Escalante as it Meets Lake Powell
by El Bentivegna
after Brigit Pegeen Kelly
Now you see how things turn out, the swollen
blue soap bottle tipping toward his open
mouth, a thousand pounds of gray gravel trucked
in from California or Ohio or Florida.
It wasn’t supposed to be like this: his mind like
water, her wondering if he remembered, the tremors
that threatened to cleave the red rock under the house
into an endless arroyo. Him as a boy with brothers
and almost a century before them. Him and her
in creased photographs next to wood-paneled walls,
overflowing with parenthood, bracketed by youth.
Her neck cricks as she jerks toward
the bird whose cry she doesn’t recognize, eyes
fixed to the one limp ponderosa palm across
the parking lot, picking bits of his peeling scalp
from her silk pillow. Place-outside-a-place, longing
for belonging in her body in their low house
that was his house until it wasn’t. Away he was
led to the hospital bed, where he cried when the nurses
laid their cracked hands.

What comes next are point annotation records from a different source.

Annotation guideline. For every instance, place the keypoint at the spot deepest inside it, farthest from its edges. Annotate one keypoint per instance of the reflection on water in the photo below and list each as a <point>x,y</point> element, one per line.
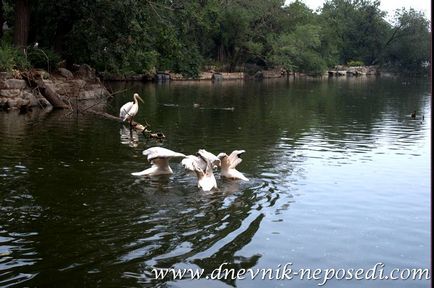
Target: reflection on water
<point>339,177</point>
<point>129,136</point>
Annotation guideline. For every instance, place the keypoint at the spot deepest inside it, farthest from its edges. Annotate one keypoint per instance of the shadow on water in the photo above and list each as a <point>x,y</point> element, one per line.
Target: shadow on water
<point>72,213</point>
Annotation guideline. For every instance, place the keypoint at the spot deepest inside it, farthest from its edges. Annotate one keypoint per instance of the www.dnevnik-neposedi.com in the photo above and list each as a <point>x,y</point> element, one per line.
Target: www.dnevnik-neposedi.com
<point>287,272</point>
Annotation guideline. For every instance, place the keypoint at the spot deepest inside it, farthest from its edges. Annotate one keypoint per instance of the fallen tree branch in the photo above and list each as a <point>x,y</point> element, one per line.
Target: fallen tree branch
<point>134,125</point>
<point>35,81</point>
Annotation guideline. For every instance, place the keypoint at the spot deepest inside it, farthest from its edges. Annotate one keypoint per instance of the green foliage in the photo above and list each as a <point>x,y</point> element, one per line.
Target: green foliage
<point>128,37</point>
<point>11,58</point>
<point>409,48</point>
<point>43,58</point>
<point>355,63</point>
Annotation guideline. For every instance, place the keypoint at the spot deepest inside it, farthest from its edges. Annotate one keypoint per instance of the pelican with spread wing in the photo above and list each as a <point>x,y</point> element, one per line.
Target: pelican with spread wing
<point>159,158</point>
<point>206,180</point>
<point>228,164</point>
<point>188,161</point>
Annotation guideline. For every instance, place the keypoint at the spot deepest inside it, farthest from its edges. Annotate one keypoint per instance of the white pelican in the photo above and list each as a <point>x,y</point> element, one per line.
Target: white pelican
<point>188,161</point>
<point>159,158</point>
<point>206,180</point>
<point>228,164</point>
<point>129,109</point>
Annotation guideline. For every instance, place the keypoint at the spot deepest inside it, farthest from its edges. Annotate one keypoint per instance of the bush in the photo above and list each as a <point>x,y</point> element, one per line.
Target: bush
<point>43,58</point>
<point>11,58</point>
<point>354,63</point>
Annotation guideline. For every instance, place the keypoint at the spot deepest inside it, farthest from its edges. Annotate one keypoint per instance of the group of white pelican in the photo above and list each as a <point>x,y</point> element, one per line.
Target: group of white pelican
<point>202,164</point>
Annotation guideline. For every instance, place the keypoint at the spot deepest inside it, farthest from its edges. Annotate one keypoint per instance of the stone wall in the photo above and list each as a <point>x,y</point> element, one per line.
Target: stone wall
<point>15,92</point>
<point>353,71</point>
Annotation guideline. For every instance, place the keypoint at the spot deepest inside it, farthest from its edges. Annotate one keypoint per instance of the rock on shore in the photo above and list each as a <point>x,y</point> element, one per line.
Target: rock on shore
<point>15,93</point>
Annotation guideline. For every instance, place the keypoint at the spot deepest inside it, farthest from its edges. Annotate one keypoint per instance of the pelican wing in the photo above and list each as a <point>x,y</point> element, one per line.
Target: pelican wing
<point>209,156</point>
<point>125,109</point>
<point>188,161</point>
<point>160,152</point>
<point>199,172</point>
<point>162,163</point>
<point>234,158</point>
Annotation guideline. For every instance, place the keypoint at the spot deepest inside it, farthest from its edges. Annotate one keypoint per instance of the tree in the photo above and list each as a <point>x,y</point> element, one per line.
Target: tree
<point>408,44</point>
<point>22,23</point>
<point>2,18</point>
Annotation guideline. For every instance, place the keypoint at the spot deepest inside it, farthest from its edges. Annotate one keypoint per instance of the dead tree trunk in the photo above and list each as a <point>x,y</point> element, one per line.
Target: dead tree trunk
<point>2,19</point>
<point>22,23</point>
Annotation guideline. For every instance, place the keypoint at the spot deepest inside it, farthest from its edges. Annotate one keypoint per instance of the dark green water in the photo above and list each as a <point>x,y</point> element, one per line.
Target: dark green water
<point>339,178</point>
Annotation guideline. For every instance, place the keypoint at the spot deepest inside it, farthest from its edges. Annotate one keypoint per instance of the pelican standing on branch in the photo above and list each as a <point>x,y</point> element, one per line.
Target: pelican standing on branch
<point>130,109</point>
<point>159,158</point>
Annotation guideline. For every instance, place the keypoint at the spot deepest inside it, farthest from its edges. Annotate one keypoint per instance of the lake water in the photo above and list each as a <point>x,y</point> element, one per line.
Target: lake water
<point>339,178</point>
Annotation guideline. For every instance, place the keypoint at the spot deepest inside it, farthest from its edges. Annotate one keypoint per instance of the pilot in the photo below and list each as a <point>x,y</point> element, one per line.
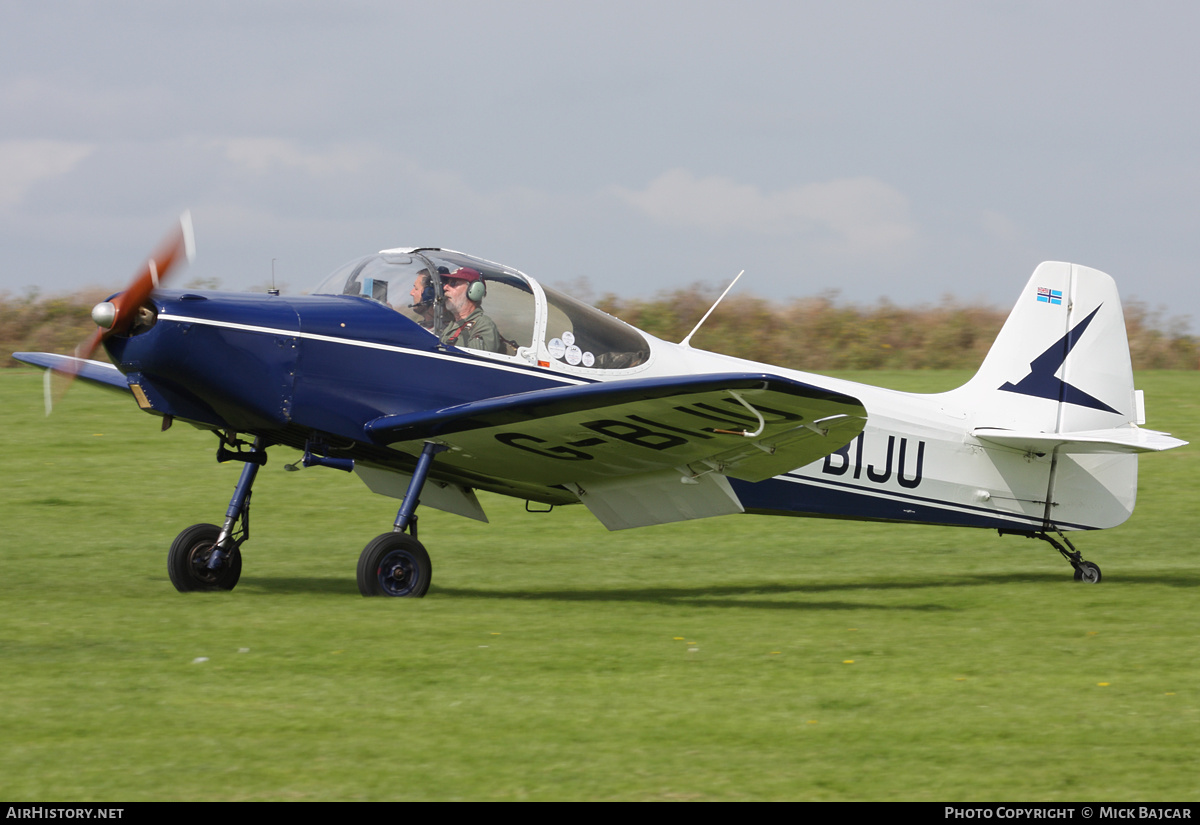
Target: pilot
<point>423,299</point>
<point>471,327</point>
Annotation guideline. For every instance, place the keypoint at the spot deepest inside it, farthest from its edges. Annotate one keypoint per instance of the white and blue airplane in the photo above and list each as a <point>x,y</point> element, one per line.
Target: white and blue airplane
<point>571,405</point>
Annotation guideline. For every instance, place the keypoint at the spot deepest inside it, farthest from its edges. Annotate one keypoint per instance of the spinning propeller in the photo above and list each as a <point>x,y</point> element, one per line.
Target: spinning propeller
<point>117,314</point>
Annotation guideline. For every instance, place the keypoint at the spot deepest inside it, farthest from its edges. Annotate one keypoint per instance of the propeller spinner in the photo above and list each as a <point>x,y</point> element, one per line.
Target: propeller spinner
<point>117,315</point>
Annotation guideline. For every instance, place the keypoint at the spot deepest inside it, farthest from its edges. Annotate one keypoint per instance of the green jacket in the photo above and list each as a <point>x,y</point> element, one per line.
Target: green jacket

To see a place through mud
-colored glasses, all the green peeled
from its veins and everything dust, rusted latches
on the poolside gate, spiny stars guarding. A lone
coyote’s moan weaves through the window. On
the horizon the neon and strobe and fluorescence
pulses, effervescent liquor no longer a slippery
mistress, though the half-empty bottle still
sits flat in the fridge. Sometimes she finds
the dead dog’s hair in the couch cushions.
Decades away the river carves a canyon
soft through the sand, soft like the afghan
he cradled the baby in, when their daughter
still lived down the road. Bones shattered, synapses
swallowed, family gathered, fractured as a beam of light:
it was always going to be like this.